This past Wednesday evening, as I lay on the couch suffering from the Plague, barely able to lift up my head without the room spinning, and having not consumed anything all day except for small sips of water and Pedialyte and small nibbles on saltine crackers, I found myself on solo-mommy duty. Being a Wednesday evening in Lent, there was a midweek Lenten service that night. And that night happened to be my husband’s night to preach in San Jose, per our local Lutheran’s pastors’ Lenten rotation. So, JJ had no choice but to leave me alone with the girls and drive 45 minutes south to preach for a 5pm and a 7pm service. (If you’d like to watch video of this very sermon my husband preached in San Jose, click here, and then click on the link in the first paragraph of the post.)
In my ill haze, I wondered how this solo-parenting-while-ill was going to work out.

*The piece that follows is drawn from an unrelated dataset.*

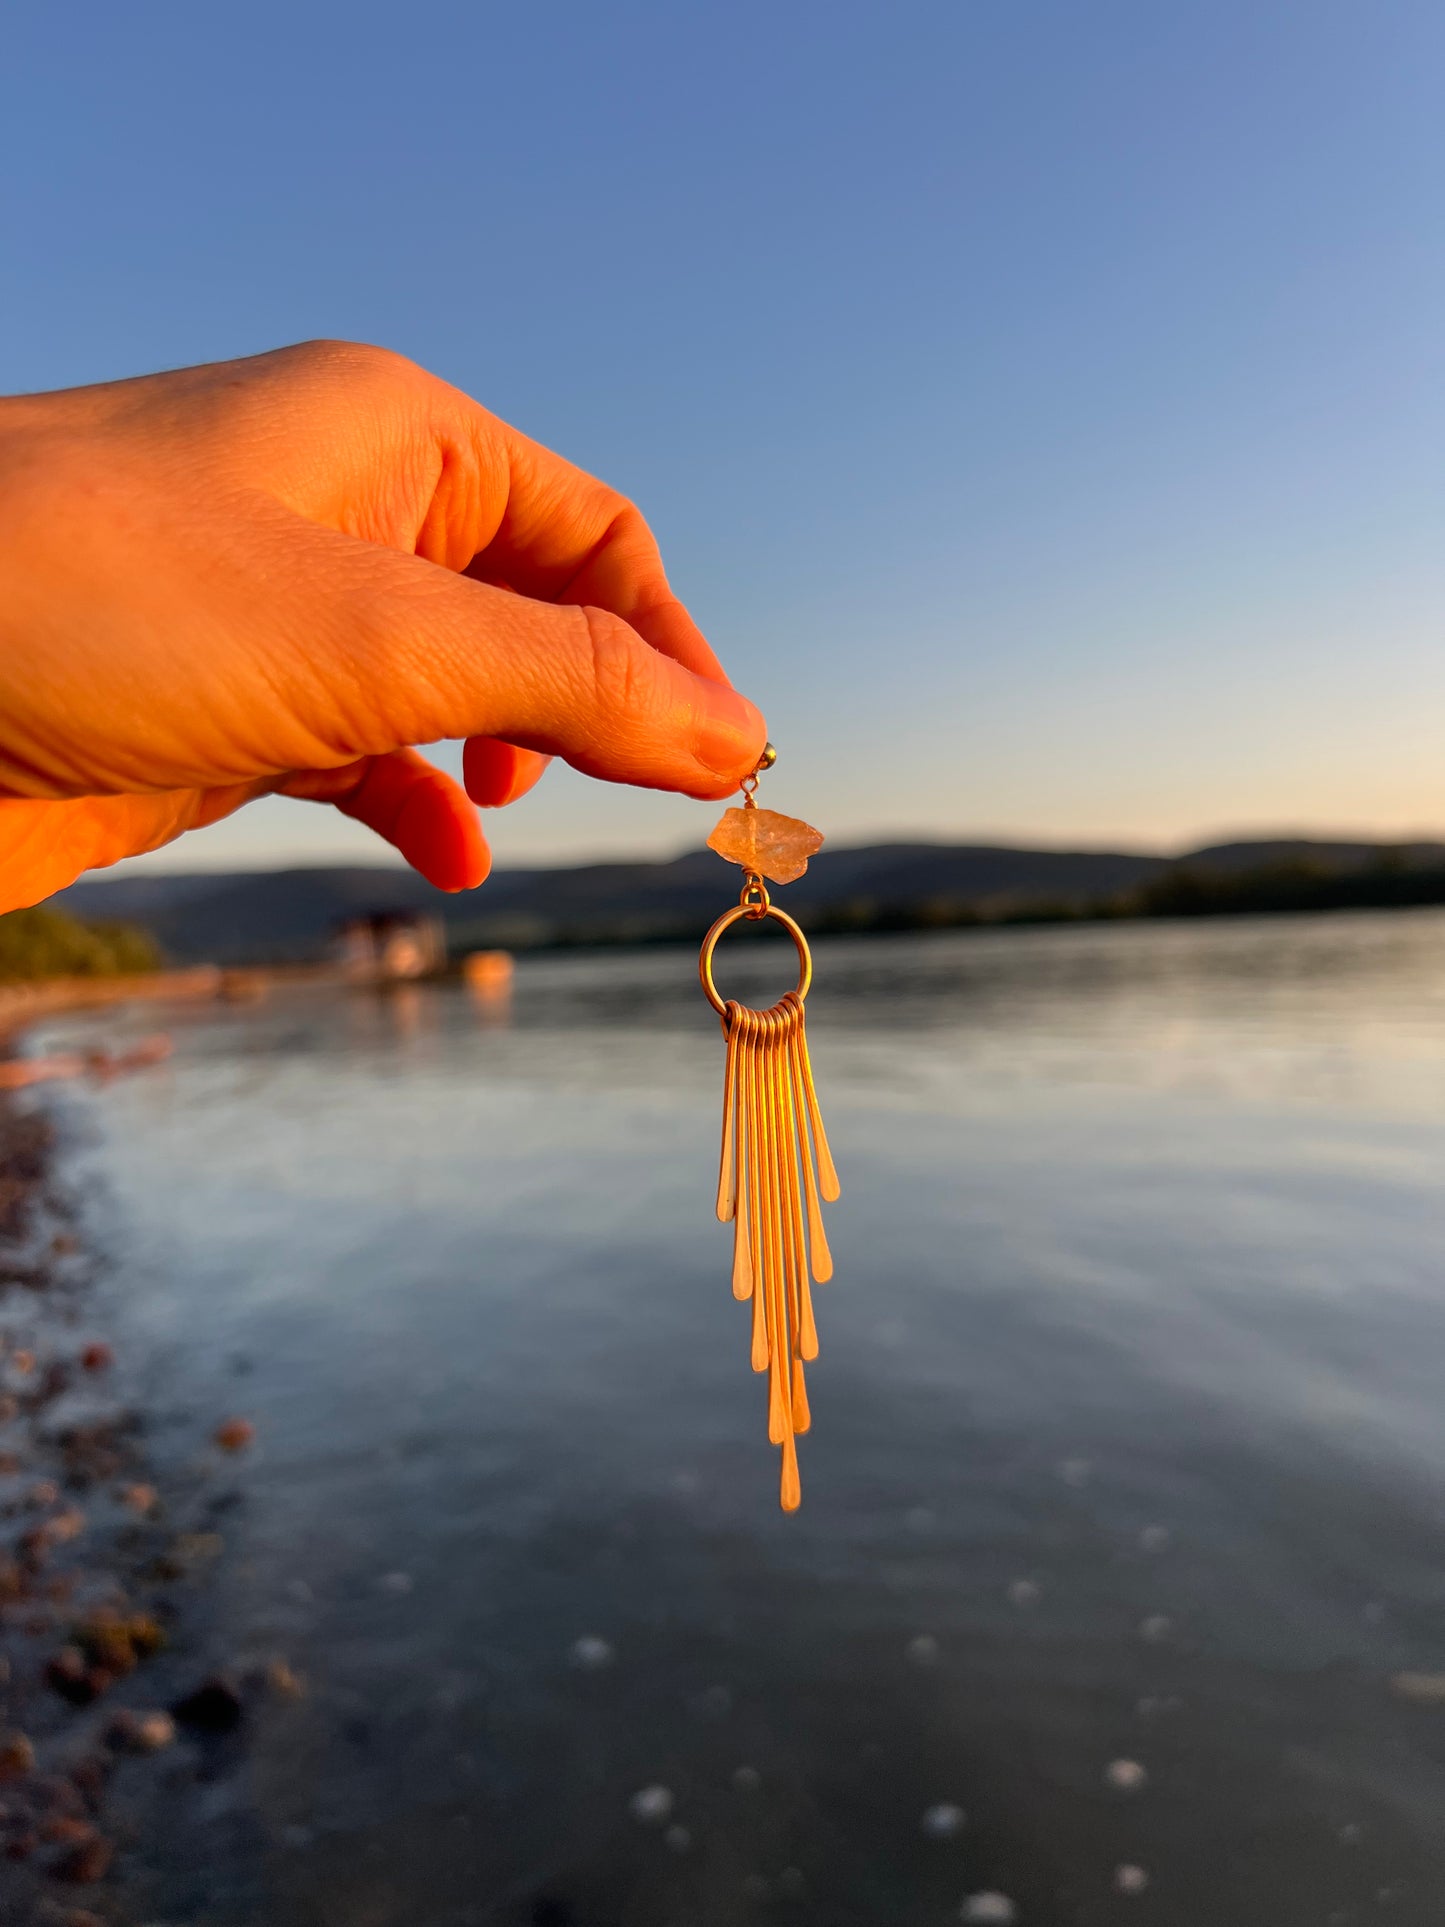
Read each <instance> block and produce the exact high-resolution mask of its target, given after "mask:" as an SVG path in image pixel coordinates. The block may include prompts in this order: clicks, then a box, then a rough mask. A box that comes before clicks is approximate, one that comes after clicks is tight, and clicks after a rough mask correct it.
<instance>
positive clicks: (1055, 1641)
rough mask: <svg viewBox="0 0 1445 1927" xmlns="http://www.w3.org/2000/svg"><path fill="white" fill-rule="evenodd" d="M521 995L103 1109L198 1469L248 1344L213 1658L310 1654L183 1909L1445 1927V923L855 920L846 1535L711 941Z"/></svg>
mask: <svg viewBox="0 0 1445 1927" xmlns="http://www.w3.org/2000/svg"><path fill="white" fill-rule="evenodd" d="M728 971H730V975H728V989H730V990H732V992H734V994H744V996H751V998H759V1000H767V998H769V996H771V994H773V990H775V989H776V985H775V979H778V981H780V979H782V977H784V975H786V971H788V960H786V956H784V950H782V948H778V950H776V952H771V954H769V952H763V950H761V948H759V950H757V952H751V950H746V948H744V946H738V952H736V956H734V954H732V952H730V956H728ZM503 1012H505V1016H501V1014H493V1012H491V1010H487V1008H486V1006H484V1008H478V1004H476V1002H474V1000H472V996H470V992H466V990H464V989H457V990H428V989H418V987H408V989H407V992H405V998H399V996H397V994H395V992H393V994H389V996H385V998H378V996H347V998H339V1000H333V998H306V996H291V998H276V1000H272V1002H268V1004H262V1006H249V1008H243V1010H222V1012H212V1014H193V1016H189V1017H187V1019H185V1027H183V1029H181V1031H179V1033H177V1054H175V1062H173V1069H170V1071H168V1073H164V1075H158V1077H156V1079H154V1081H152V1083H139V1081H137V1083H133V1085H119V1087H116V1089H114V1091H108V1093H104V1095H102V1096H94V1098H87V1096H79V1095H75V1096H69V1095H67V1096H66V1098H64V1100H62V1102H66V1104H67V1106H91V1108H92V1114H94V1116H96V1120H98V1123H100V1129H102V1133H104V1135H102V1141H100V1145H98V1148H96V1152H94V1156H92V1160H91V1218H92V1227H94V1231H96V1235H100V1237H104V1239H106V1243H108V1245H110V1249H112V1251H114V1254H116V1260H118V1268H116V1276H114V1281H112V1285H110V1289H112V1291H114V1295H116V1301H118V1305H119V1307H121V1314H123V1328H125V1330H127V1333H129V1347H131V1353H133V1355H135V1357H145V1359H150V1360H154V1362H152V1366H150V1374H152V1391H154V1399H156V1401H158V1409H160V1411H162V1412H164V1414H168V1416H166V1418H164V1422H162V1430H160V1439H162V1443H166V1441H171V1443H170V1449H173V1451H175V1455H177V1457H179V1455H183V1453H185V1451H187V1449H189V1432H187V1426H195V1424H200V1416H197V1418H195V1420H193V1418H189V1416H187V1414H206V1412H210V1411H214V1409H227V1411H229V1409H233V1407H235V1405H237V1378H235V1372H233V1364H235V1360H237V1359H245V1360H249V1362H250V1370H249V1374H247V1376H245V1411H247V1414H249V1416H252V1418H254V1420H256V1424H258V1451H256V1457H254V1463H252V1465H250V1466H249V1468H247V1470H245V1472H241V1474H237V1488H239V1491H241V1505H239V1507H237V1511H235V1513H233V1515H231V1518H229V1522H227V1553H225V1561H223V1571H222V1578H220V1580H218V1590H216V1596H214V1603H212V1611H214V1623H212V1624H210V1626H208V1630H206V1634H204V1640H206V1642H208V1644H210V1650H212V1651H214V1655H216V1657H225V1655H227V1653H233V1651H237V1650H264V1651H276V1653H283V1655H285V1657H287V1661H289V1663H291V1665H293V1667H295V1669H297V1671H299V1673H301V1675H304V1676H306V1680H308V1682H310V1692H308V1696H306V1698H304V1700H302V1702H299V1703H297V1705H291V1707H285V1709H277V1711H272V1713H266V1715H264V1717H262V1721H260V1725H258V1727H256V1730H254V1732H252V1736H250V1748H249V1752H245V1754H239V1755H237V1757H227V1759H218V1757H197V1759H189V1761H187V1763H185V1771H179V1769H177V1781H175V1784H171V1786H168V1788H166V1796H164V1802H162V1800H158V1804H156V1809H154V1811H152V1813H145V1811H143V1813H139V1815H137V1827H139V1838H141V1842H143V1846H141V1848H139V1852H137V1856H135V1861H133V1877H131V1888H133V1892H131V1902H133V1915H135V1919H166V1921H173V1923H179V1921H191V1919H195V1921H216V1923H241V1921H247V1923H250V1921H260V1919H264V1921H268V1923H276V1927H302V1923H306V1927H312V1923H333V1921H335V1923H343V1921H345V1923H347V1927H356V1923H362V1921H364V1923H376V1927H387V1923H397V1927H403V1923H405V1927H414V1923H418V1921H426V1923H428V1927H432V1923H462V1921H551V1923H566V1921H570V1923H576V1927H582V1923H613V1921H626V1923H636V1927H676V1923H682V1921H688V1923H694V1921H699V1923H711V1921H717V1923H732V1921H740V1923H742V1921H749V1923H751V1921H761V1919H776V1921H794V1923H800V1927H813V1923H817V1927H825V1923H827V1927H842V1923H909V1927H913V1923H921V1921H946V1919H952V1921H958V1919H959V1917H965V1919H975V1921H1004V1919H1017V1921H1021V1923H1025V1927H1029V1923H1064V1921H1067V1923H1071V1921H1079V1923H1102V1921H1116V1919H1143V1917H1148V1919H1152V1921H1166V1923H1187V1927H1216V1923H1223V1921H1229V1923H1245V1927H1252V1923H1260V1927H1264V1923H1268V1927H1295V1923H1300V1927H1304V1923H1310V1927H1318V1923H1322V1921H1327V1919H1331V1917H1337V1919H1341V1921H1356V1919H1374V1917H1376V1915H1378V1914H1379V1910H1381V1908H1385V1906H1387V1908H1389V1917H1393V1919H1397V1921H1410V1923H1426V1921H1432V1923H1433V1921H1437V1917H1439V1910H1441V1894H1445V1885H1443V1883H1445V1829H1441V1821H1439V1815H1441V1811H1445V1767H1443V1765H1441V1732H1443V1730H1445V1729H1441V1709H1439V1702H1435V1700H1432V1698H1430V1692H1428V1690H1426V1692H1416V1690H1414V1688H1406V1690H1401V1688H1399V1686H1397V1684H1391V1682H1397V1680H1399V1678H1401V1676H1416V1678H1439V1676H1445V1638H1443V1636H1441V1624H1439V1605H1441V1580H1439V1571H1441V1534H1443V1530H1445V1418H1443V1416H1441V1399H1439V1386H1441V1382H1443V1380H1445V1297H1443V1295H1441V1289H1439V1258H1441V1249H1445V1241H1443V1237H1441V1233H1443V1231H1445V1226H1443V1224H1441V1172H1443V1170H1445V1129H1443V1127H1445V1106H1443V1104H1441V1083H1443V1079H1445V919H1443V917H1441V915H1439V913H1418V915H1397V917H1335V919H1318V921H1272V923H1264V921H1262V923H1256V925H1247V923H1237V925H1214V927H1198V929H1191V927H1158V929H1139V927H1129V929H1081V931H1038V933H986V935H977V937H967V935H965V937H942V938H919V940H913V938H909V940H875V942H869V940H857V942H832V944H825V946H819V962H817V992H815V998H813V1000H811V1004H809V1023H811V1029H813V1037H815V1052H817V1068H819V1081H821V1087H823V1096H825V1106H827V1110H828V1120H830V1131H832V1135H834V1145H836V1150H838V1160H840V1166H842V1170H844V1199H842V1202H840V1204H838V1206H836V1235H834V1249H836V1254H838V1278H836V1281H834V1283H832V1285H828V1287H827V1289H825V1291H821V1293H819V1324H821V1341H823V1355H821V1359H819V1366H817V1372H815V1376H813V1380H811V1382H809V1389H811V1393H813V1412H815V1424H813V1432H811V1436H809V1438H807V1439H805V1441H803V1443H805V1461H807V1463H805V1474H803V1478H805V1493H807V1497H805V1505H803V1511H801V1515H798V1517H794V1518H782V1517H780V1515H778V1513H776V1503H775V1490H773V1486H775V1476H776V1468H775V1455H773V1453H771V1451H769V1449H767V1447H765V1445H763V1443H761V1436H759V1428H761V1407H759V1399H761V1393H759V1386H757V1382H755V1380H753V1378H751V1374H749V1370H748V1332H746V1316H740V1308H738V1307H736V1305H734V1303H732V1299H730V1293H728V1280H726V1233H722V1231H721V1227H719V1226H717V1224H713V1222H711V1185H713V1181H715V1162H713V1160H715V1129H717V1116H715V1114H717V1098H719V1089H721V1050H719V1039H717V1025H715V1019H713V1017H711V1012H707V1008H705V1006H703V1004H701V1000H699V996H697V989H696V979H694V973H692V958H690V956H688V954H684V952H676V950H657V952H649V954H630V956H620V954H618V956H605V958H580V956H578V958H547V960H530V962H524V964H522V965H520V967H518V973H516V981H514V987H512V994H511V998H509V1002H507V1004H505V1006H503ZM493 1017H495V1021H493ZM67 1035H73V1027H71V1031H67V1029H66V1027H60V1025H58V1027H56V1039H58V1041H64V1039H66V1037H67ZM177 1819H183V1825H177ZM1381 1892H1387V1894H1389V1900H1381V1898H1379V1896H1381Z"/></svg>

I was too tired to worry about it, but I weakly prayed it would be okay. Thankfully, God heard and answered my prayer, and everything worked out just fine. This was due in LARGE part to the wonderful efforts of my lovely six year old daughter, Lydia.

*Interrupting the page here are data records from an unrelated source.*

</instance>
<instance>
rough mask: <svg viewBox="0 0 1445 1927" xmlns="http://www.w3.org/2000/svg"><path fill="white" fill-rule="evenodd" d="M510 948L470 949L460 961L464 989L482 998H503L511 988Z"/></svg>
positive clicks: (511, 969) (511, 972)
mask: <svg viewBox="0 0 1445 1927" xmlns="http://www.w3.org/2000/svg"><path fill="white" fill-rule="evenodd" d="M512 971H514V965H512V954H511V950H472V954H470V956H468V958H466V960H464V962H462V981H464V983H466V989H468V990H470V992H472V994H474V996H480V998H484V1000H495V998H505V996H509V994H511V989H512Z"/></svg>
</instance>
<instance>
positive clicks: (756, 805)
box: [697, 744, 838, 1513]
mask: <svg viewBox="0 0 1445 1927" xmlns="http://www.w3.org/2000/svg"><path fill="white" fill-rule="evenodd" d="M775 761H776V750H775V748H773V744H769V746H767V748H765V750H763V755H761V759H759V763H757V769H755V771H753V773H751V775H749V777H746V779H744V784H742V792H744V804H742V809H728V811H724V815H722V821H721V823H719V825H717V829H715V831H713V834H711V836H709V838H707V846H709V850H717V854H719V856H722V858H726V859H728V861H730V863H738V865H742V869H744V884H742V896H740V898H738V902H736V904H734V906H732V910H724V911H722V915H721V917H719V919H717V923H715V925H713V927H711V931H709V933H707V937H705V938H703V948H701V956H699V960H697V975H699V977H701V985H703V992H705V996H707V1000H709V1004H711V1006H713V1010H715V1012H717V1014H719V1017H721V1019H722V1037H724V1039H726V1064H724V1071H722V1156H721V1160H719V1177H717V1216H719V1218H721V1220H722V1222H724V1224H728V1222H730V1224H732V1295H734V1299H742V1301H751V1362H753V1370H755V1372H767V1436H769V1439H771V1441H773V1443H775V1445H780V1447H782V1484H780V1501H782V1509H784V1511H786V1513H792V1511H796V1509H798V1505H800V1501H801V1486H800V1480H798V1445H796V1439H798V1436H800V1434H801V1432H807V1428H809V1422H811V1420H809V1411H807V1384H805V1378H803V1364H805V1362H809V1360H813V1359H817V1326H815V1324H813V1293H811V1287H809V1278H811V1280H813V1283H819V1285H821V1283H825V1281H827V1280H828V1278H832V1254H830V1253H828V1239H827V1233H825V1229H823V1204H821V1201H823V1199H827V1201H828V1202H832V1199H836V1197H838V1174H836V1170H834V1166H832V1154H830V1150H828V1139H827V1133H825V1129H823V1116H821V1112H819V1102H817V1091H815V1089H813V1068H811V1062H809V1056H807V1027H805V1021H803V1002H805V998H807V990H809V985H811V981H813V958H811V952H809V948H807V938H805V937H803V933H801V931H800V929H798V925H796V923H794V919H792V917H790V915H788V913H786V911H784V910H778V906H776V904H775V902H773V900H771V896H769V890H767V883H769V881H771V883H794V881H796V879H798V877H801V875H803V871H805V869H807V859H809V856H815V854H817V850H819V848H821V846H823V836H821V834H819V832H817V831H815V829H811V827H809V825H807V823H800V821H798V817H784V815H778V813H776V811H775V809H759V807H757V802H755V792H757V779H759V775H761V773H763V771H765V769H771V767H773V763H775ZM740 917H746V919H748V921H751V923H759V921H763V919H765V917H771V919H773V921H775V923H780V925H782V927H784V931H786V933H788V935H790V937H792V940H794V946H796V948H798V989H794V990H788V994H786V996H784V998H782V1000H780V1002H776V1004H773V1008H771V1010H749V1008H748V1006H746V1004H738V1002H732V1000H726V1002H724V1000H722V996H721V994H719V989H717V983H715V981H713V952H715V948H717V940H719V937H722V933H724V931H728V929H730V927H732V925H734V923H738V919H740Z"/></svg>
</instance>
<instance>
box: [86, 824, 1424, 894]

Lydia, bless her soul, was SO helpful. Every half an hour or so, Lydia would say to me, “Momma, can I get you anything?” She was calm, helpful, didn’t pick any fights with her sister, and was in fact extraordinarily helpful and solicitous to her sister. It helped that I had the movie “The Sound of Music” on, as all three of us girls like that movie. But, still, Lydia was so helpful and so kind and so … grown-up! I was incredibly proud of her.

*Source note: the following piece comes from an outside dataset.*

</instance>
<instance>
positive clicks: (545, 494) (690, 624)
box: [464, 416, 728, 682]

She even assisted her little sister with supper without me having to ask twice. Thankfully, I had some leftovers in the fridge that I managed to heat up for the girls’ supper. (I didn’t eat, and JJ was – obviously – gone.) The girls sat together at the table, and while it was not either of their favorite meal, Lydia ate hers without complaining, and did her best to get some bites into her little sister. Little sister was rather resistant to eating, (and I unfortunately learned why a few hours later, when that supper came back up again. Seems like her intestinal systems were not quite recovered from her own bout of the Plague), but at the time Lydia and I combined our efforts to help the little one eat.
I think it helped that Lydia had recently been ill with the same stomach flu, and during her illness, she had told me more than once how grateful she was to me for being there and for taking care of her. I believe she remembered that feeling and tried to give that same kind of love and care to me.
Lydia has always had a deep, sensitive heart, and it filled my mommy-heart to overflowing to see my beautiful daughter’s sensitive heart bloom into acts of love when given the opportunity. She’s going to be an amazing woman when she grows up.